Eric Braamhaar
- Full name: Frederikus Johannes Braamhaar
- Born: 13 October 1966 (age 59) Rijssen

Domestic
- Years: League / Role
- 1998–2016: KNVB / Referee
- 2003–2010: RBFA / Referee
- 2007: RFS / Referee

International
- Years: League / Role
- 2002–2014: UEFA / Referee
- 2003–2014: FIFA / Referee

= Eric Braamhaar =

Dutch football referee

Frederikus Johannes (Eric) Braamhaar (born 13 October 1966 in Rijssen) is a Dutch football referee. Braamhaar is known to have served as a FIFA referee during the period from 2003 to 2011. He officiated at the 2003 FIFA U-17 World Championship and 2005 FIFA World Youth Championship, as well as qualifying matches for the 2006 and 2010 World Cups.
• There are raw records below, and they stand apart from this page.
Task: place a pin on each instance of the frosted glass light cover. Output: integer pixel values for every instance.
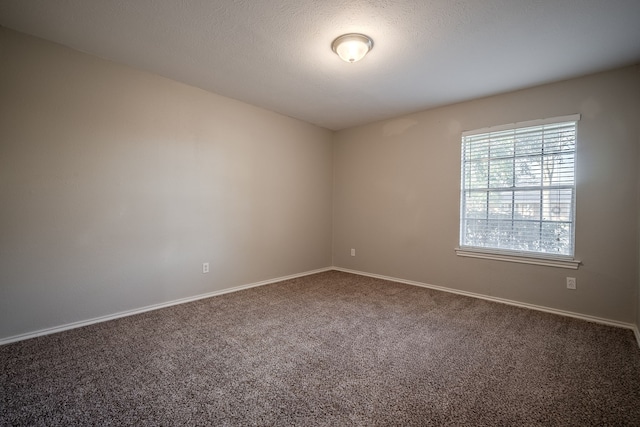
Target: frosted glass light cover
(352, 47)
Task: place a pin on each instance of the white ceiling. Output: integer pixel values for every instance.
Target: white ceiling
(277, 54)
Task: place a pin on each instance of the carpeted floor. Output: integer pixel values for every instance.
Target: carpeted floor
(332, 349)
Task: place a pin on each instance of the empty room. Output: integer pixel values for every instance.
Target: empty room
(297, 212)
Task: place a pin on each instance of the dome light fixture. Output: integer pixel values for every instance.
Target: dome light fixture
(352, 47)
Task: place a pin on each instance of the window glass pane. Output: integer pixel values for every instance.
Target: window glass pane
(502, 144)
(528, 171)
(527, 205)
(518, 189)
(500, 203)
(476, 205)
(501, 173)
(476, 174)
(556, 238)
(557, 205)
(558, 169)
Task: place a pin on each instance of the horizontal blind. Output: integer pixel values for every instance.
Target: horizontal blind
(518, 189)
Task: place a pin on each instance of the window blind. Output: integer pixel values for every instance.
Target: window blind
(518, 187)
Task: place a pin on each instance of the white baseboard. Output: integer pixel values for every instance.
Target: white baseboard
(586, 317)
(126, 313)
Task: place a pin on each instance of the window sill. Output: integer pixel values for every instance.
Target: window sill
(548, 261)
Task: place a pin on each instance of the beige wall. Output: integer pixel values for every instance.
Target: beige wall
(116, 185)
(396, 197)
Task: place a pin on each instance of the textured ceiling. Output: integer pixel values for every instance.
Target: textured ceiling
(276, 54)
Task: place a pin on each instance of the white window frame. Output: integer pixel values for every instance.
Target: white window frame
(536, 258)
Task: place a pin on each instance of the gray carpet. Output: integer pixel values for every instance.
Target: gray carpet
(330, 349)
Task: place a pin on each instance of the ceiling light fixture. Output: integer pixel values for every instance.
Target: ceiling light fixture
(352, 47)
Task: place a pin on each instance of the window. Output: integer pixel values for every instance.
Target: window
(518, 192)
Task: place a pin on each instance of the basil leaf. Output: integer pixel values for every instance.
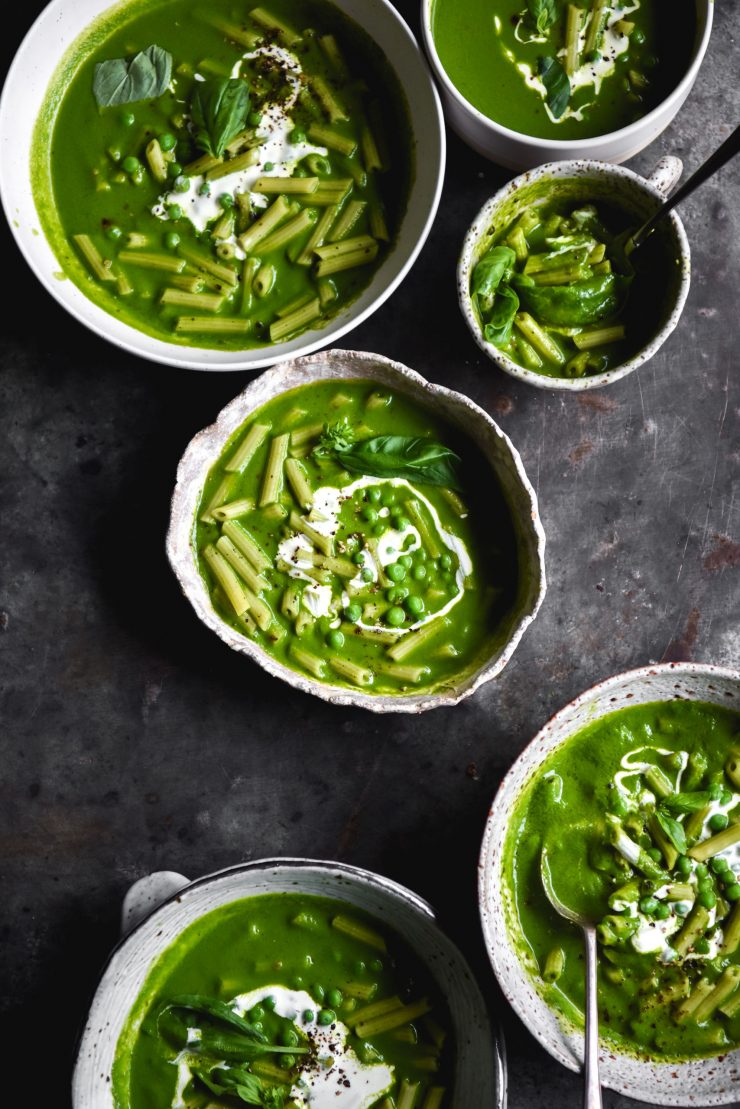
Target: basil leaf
(398, 456)
(143, 77)
(493, 267)
(672, 830)
(219, 110)
(498, 327)
(544, 13)
(556, 83)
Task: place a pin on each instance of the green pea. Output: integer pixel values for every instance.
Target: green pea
(415, 604)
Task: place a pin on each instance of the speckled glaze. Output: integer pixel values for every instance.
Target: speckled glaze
(701, 1082)
(208, 445)
(34, 67)
(162, 905)
(638, 196)
(517, 151)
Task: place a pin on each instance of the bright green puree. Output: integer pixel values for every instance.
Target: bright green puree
(639, 815)
(358, 540)
(221, 174)
(285, 1000)
(559, 70)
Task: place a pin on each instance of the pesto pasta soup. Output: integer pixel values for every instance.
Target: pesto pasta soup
(358, 540)
(286, 1001)
(222, 174)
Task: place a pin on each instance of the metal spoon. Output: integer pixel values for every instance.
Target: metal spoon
(722, 154)
(592, 1086)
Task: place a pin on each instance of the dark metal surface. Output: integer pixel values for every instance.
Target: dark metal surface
(133, 740)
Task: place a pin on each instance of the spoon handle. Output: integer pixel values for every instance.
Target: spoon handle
(722, 154)
(592, 1086)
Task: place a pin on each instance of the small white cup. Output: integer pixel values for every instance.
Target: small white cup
(638, 196)
(518, 151)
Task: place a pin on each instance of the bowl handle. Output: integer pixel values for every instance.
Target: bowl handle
(148, 894)
(667, 174)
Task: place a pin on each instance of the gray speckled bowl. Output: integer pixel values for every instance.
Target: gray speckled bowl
(496, 447)
(638, 196)
(701, 1082)
(160, 906)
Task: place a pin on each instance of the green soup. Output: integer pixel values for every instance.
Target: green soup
(222, 175)
(558, 70)
(285, 1001)
(358, 540)
(639, 817)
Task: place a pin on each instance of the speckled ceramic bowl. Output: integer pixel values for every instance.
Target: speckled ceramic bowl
(36, 67)
(701, 1082)
(615, 184)
(161, 906)
(474, 421)
(518, 151)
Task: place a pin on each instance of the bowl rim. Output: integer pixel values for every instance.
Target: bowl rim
(205, 359)
(575, 146)
(575, 168)
(179, 548)
(387, 887)
(496, 937)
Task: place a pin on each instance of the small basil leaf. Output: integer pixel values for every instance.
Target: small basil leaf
(672, 830)
(493, 267)
(556, 83)
(544, 13)
(219, 110)
(498, 326)
(398, 456)
(123, 81)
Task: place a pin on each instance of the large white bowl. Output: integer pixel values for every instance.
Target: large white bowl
(161, 906)
(701, 1082)
(504, 459)
(34, 65)
(518, 151)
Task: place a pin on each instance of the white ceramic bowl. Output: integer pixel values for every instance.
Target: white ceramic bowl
(497, 448)
(701, 1082)
(638, 196)
(518, 151)
(162, 905)
(37, 61)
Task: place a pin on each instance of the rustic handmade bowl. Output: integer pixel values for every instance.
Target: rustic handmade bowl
(518, 151)
(161, 906)
(36, 65)
(474, 421)
(700, 1082)
(639, 197)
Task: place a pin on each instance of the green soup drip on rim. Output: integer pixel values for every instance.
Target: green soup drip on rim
(286, 1000)
(639, 814)
(557, 70)
(360, 540)
(223, 176)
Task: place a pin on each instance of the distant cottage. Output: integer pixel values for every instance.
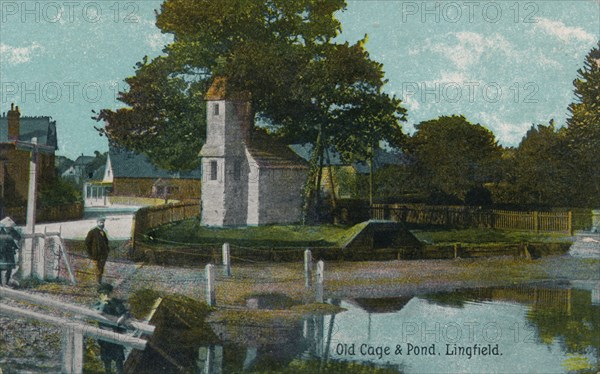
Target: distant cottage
(128, 176)
(248, 177)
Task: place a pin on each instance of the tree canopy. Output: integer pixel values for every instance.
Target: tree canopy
(453, 156)
(302, 83)
(583, 131)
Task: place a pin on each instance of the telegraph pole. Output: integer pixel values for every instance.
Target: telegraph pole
(30, 264)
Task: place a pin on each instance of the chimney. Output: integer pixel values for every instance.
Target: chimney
(14, 117)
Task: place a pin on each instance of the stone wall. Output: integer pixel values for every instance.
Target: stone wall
(185, 189)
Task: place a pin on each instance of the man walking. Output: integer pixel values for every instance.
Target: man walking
(96, 244)
(111, 306)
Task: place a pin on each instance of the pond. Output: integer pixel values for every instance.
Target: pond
(544, 328)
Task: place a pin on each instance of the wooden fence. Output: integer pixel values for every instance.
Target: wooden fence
(151, 217)
(459, 216)
(57, 213)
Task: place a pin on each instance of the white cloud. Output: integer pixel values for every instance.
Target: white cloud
(466, 49)
(563, 32)
(507, 133)
(18, 55)
(411, 103)
(157, 41)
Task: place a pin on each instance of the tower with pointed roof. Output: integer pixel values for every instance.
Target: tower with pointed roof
(248, 178)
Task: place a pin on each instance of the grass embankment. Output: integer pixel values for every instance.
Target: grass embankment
(487, 236)
(192, 232)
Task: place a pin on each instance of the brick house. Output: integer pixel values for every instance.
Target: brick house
(14, 163)
(248, 177)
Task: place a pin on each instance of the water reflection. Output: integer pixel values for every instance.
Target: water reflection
(512, 329)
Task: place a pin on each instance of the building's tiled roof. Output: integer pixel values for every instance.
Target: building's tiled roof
(333, 158)
(31, 127)
(84, 160)
(127, 164)
(270, 153)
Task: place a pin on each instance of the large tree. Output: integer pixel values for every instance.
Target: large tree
(454, 156)
(540, 175)
(583, 131)
(301, 82)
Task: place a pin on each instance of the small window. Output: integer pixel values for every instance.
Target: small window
(213, 170)
(237, 170)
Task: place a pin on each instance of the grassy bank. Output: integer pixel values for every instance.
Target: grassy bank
(486, 236)
(190, 231)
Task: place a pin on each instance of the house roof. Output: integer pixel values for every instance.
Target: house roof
(270, 153)
(43, 128)
(334, 158)
(84, 160)
(128, 164)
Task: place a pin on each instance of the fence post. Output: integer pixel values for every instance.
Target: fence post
(320, 279)
(210, 285)
(457, 250)
(307, 268)
(72, 351)
(570, 223)
(226, 259)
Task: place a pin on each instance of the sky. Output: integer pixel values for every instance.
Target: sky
(503, 64)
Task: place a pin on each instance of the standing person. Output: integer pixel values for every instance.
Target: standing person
(8, 250)
(96, 244)
(111, 306)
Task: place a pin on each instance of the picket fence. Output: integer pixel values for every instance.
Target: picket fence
(459, 216)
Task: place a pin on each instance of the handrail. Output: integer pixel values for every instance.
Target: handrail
(61, 305)
(96, 332)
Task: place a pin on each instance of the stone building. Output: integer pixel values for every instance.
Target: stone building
(14, 162)
(248, 177)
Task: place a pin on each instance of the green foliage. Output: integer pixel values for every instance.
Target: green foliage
(539, 174)
(301, 83)
(164, 119)
(480, 236)
(453, 155)
(141, 302)
(190, 231)
(58, 192)
(582, 134)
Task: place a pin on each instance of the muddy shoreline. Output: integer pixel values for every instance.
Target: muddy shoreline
(34, 348)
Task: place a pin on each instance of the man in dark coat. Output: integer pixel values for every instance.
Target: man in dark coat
(8, 250)
(111, 306)
(96, 244)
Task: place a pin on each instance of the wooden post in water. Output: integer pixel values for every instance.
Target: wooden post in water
(72, 360)
(570, 223)
(307, 268)
(457, 250)
(226, 260)
(210, 285)
(320, 280)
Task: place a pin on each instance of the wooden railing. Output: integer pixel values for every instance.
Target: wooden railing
(460, 216)
(57, 213)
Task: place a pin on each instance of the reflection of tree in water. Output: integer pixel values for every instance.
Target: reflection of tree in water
(576, 329)
(563, 315)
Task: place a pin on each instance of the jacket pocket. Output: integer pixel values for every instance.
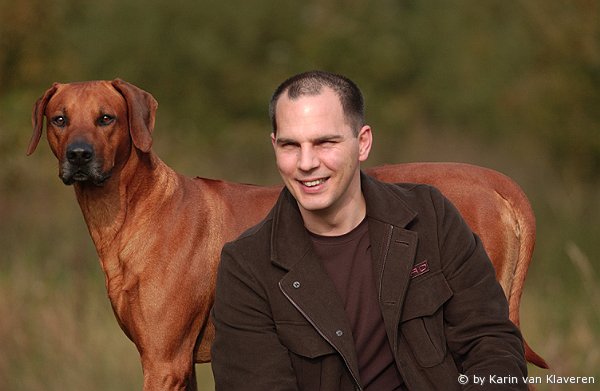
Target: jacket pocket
(422, 319)
(303, 340)
(315, 362)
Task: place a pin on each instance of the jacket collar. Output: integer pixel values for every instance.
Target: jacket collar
(290, 241)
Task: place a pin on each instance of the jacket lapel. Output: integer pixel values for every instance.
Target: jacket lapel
(393, 249)
(307, 285)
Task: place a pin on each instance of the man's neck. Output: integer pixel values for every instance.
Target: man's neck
(337, 222)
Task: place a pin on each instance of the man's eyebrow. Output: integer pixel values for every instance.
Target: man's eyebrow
(328, 137)
(320, 139)
(283, 140)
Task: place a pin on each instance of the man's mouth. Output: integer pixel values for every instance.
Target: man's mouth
(314, 182)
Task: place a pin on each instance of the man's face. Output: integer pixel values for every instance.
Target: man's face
(317, 153)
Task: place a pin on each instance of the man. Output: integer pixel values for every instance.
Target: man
(322, 295)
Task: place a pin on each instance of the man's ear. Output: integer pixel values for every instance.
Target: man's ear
(37, 117)
(141, 112)
(365, 142)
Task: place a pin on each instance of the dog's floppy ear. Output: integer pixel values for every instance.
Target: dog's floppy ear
(37, 117)
(141, 108)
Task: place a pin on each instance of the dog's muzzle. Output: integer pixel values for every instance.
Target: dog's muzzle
(82, 165)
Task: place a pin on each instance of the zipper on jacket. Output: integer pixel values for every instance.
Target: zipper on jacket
(356, 382)
(386, 248)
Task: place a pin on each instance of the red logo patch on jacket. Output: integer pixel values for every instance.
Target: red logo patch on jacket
(419, 269)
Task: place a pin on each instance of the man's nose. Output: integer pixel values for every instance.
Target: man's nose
(308, 159)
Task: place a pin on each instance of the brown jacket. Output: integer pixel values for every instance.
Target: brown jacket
(280, 325)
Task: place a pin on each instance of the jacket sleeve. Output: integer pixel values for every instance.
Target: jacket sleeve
(480, 335)
(246, 353)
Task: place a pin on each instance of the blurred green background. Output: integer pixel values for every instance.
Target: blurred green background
(513, 86)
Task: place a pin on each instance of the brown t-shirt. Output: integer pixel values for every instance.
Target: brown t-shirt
(347, 259)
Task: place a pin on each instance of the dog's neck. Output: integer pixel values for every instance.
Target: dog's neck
(106, 208)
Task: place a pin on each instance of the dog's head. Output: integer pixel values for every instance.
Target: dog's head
(92, 125)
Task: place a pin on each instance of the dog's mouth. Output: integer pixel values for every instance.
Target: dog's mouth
(89, 173)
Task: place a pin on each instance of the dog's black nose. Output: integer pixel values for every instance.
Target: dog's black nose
(79, 153)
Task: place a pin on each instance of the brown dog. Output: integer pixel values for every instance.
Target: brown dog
(159, 234)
He refereed the 2007 UEFA Champions League knockout stage match between Manchester United and Lille OSC. There was some controversy as Braamhaar allowed United's Ryan Giggs to take the free-kick and score before Lille goalkeeper Tony Sylva had assembled the defensive wall; Lille's players threatened to walk off the pitch leading them to be charged with improper conduct by UEFA. He then received the Manchester Citizen of Honor medal, for this service. Four weeks later, while refereeing an Eredivisie, he was seen celebrating when Ajax scored their fifth goal in a 5–1 victory over PSV Eindhoven. PSV manager Ronald Koeman, thought he was celebrating the goal, but Braamhaar later explained that he celebrated because of his decision to play advantage after an Ajax player was fouled in the build-up.

On 26 April 2007, he left the pitch during the UEFA Cup semi final between Osasuna and Sevilla due to a torn calf muscle. He was replaced by fourth official Pieter Vink.

==Personal==
He lives in Enter in the province of Overijssel.